Si ese es el mensaje exacto, lo más seguro es que no lo gustara la última barra (/dev/sda5/) y por eso no activaba la swap

En cuanto a la lentitud, ¿cuánta RAM tienes y cómo tienes el vm.swappines (grep swap /etc/sysctl.conf)?

----------

## johpunk

de ram tengo 1gb y al ejecutar grep swap /etc/sysctl.conf no salio nada

----------

## Txema

Puedes añadir vm.swappiness=XX donde XX es un número de 0 a 100 si no me equivoco (aunque los extremos nunca son buenos  :Wink: ) y que cuanto más bajo sea menos tenderá el sistema a usar la memoria SWAP y viceversa, yo lo tengo en 10, y prácticamente nunca la usa, solo la usó una vez y fué por una burrada que hice xD

De esta forma evitará (si pones un número bajo - 10,20,30,40) usar la SWAP, con lo que el ordenador no irá lento (ya que la SWAP es mucho más lenta que la RAM), pero si la necesita la usará de igual forma, así que habría que detectar porqué consume tanta RAM.

----------

## esteban_conde

 *Quote:*   

> Si ese es el mensaje exacto, lo más seguro es que no lo gustara la última barra (/dev/sda5/) y por eso no activaba la swap 

 

Si ya la tenia montada por haberla declarado en /etc/fstab es normal que le de error al ejecutar swapon /dev/sda5 (con o sin barra).

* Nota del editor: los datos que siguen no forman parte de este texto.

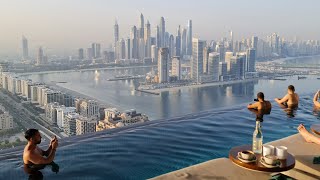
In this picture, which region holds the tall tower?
[22,36,29,60]
[207,52,220,81]
[114,20,119,45]
[187,20,192,55]
[172,56,181,80]
[158,48,169,83]
[125,38,131,59]
[130,26,138,59]
[191,38,205,82]
[144,21,151,57]
[229,31,234,52]
[37,46,44,65]
[140,13,144,38]
[151,45,158,63]
[174,25,181,57]
[156,26,161,47]
[181,28,187,57]
[159,17,166,47]
[78,48,84,60]
[246,49,256,72]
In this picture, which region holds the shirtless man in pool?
[274,85,299,108]
[23,129,58,167]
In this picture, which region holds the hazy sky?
[0,0,320,55]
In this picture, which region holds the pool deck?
[152,134,320,180]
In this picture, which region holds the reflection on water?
[23,161,59,180]
[0,93,320,179]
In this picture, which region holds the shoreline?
[139,78,261,94]
[264,54,320,63]
[16,65,157,76]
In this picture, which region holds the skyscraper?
[158,48,169,83]
[172,56,181,80]
[151,45,158,63]
[229,31,234,52]
[125,38,131,59]
[216,44,225,62]
[22,36,29,60]
[187,20,193,55]
[229,56,241,79]
[159,17,166,47]
[130,26,138,59]
[251,36,258,51]
[36,46,44,65]
[95,43,101,58]
[114,20,119,45]
[191,38,205,83]
[203,46,210,73]
[156,26,161,47]
[207,52,220,81]
[246,49,256,72]
[144,21,151,57]
[140,13,144,38]
[174,25,181,57]
[91,43,101,58]
[169,34,175,58]
[87,48,93,60]
[113,20,119,59]
[119,39,126,59]
[180,28,187,57]
[78,48,84,60]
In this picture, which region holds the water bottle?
[252,121,263,154]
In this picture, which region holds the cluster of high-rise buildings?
[22,14,320,72]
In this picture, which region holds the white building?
[96,108,149,131]
[191,38,206,82]
[172,56,181,80]
[0,108,13,130]
[207,53,220,81]
[63,113,79,136]
[76,116,97,135]
[45,102,59,123]
[57,105,76,129]
[80,100,99,118]
[158,48,169,83]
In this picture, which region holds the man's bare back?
[23,129,58,165]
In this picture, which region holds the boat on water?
[273,78,287,81]
[107,75,144,81]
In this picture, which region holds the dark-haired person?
[23,129,58,167]
[313,90,320,108]
[247,92,271,114]
[274,85,299,109]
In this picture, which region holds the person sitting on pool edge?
[23,129,58,167]
[313,90,320,108]
[274,85,299,108]
[297,124,320,145]
[247,92,272,114]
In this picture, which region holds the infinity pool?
[0,94,320,179]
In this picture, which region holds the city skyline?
[0,0,320,55]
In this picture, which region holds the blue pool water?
[0,93,320,179]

Ejecutar mkswap /dev/sdaX ha de hacerse con la particion desmontada, swapon /dev/sdaX es para activarla en caliente, para el resto de arranques es mejor declararla en fstab (Ojo puede no ser del todo exacto lo que digo ya que la mayor parte de las cosas que hago las he aprendido por el metodo de error/acierto y eso te deja lagunas que un buen turorial no te deja).

----------

## Txema

mkswap es para crear la swap, mientras que swapon es para montarla, lo que se hace en el arranque al mirar en /etc/fstab y montar con swapon -a todas las particiones declaradas como swap (p.e: /dev/sda3               none            swap            sw              0 0), y si ya están montadas simplemente las ignora.

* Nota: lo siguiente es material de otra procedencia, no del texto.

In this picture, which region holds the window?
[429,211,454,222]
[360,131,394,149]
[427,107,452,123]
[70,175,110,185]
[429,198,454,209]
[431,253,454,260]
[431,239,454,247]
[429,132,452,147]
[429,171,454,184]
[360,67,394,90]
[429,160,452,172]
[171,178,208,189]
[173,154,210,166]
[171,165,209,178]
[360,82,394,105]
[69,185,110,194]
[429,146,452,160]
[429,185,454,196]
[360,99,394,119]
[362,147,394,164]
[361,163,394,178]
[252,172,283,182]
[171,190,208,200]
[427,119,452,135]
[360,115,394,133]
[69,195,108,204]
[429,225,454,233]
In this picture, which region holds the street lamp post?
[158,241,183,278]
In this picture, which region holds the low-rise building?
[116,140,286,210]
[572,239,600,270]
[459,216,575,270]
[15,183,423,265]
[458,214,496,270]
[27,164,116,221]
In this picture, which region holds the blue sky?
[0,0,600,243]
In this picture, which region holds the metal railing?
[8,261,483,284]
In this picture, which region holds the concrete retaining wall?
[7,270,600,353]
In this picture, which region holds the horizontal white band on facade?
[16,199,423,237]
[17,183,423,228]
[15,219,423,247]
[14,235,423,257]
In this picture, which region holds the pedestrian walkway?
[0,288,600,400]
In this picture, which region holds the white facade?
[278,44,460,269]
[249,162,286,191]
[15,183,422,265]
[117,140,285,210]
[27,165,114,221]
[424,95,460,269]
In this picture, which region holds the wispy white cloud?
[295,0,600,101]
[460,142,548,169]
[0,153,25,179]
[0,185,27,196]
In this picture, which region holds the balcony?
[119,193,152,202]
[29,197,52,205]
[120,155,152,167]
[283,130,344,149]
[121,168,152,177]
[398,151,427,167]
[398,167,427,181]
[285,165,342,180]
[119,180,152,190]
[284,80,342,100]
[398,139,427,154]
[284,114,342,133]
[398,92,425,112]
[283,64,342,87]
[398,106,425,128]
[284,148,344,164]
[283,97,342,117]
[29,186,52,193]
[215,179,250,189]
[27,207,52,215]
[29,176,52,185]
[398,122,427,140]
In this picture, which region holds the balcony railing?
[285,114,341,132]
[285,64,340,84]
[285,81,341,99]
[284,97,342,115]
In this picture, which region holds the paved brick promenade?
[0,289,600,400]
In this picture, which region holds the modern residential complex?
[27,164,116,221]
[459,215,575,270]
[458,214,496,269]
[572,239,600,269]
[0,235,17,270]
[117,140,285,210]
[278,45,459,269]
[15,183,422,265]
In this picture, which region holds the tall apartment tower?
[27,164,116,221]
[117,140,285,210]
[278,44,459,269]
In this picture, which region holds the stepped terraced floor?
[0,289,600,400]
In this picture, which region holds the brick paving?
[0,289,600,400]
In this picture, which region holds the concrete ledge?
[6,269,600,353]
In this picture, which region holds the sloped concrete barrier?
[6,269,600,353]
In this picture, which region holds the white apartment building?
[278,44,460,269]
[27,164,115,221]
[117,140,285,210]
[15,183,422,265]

Por lo tanto el comando swapon se usa a mano una sóla vez, durante la instalación, luego se hace automáticamente en el inicio al leer de /etc/fstab, por lo que el error debe de estar o bien en la propia partición, o en el archivo /etc/fstab, o eso creo ^^"

----------

## esteban_conde

diff Txema Esteban == ''

es decir que mas o menos decimos lo mismo.

----------

## johpunk

gracias! ya e solucionado y por lo que siento un poco lento el pc cuando compilada debe ser por lo que que cambie mis cflgas y aumente el numero de mis Jx pero no es nada para preocuparse, en tal caso de que suceda les comentare  :Wink: 

----------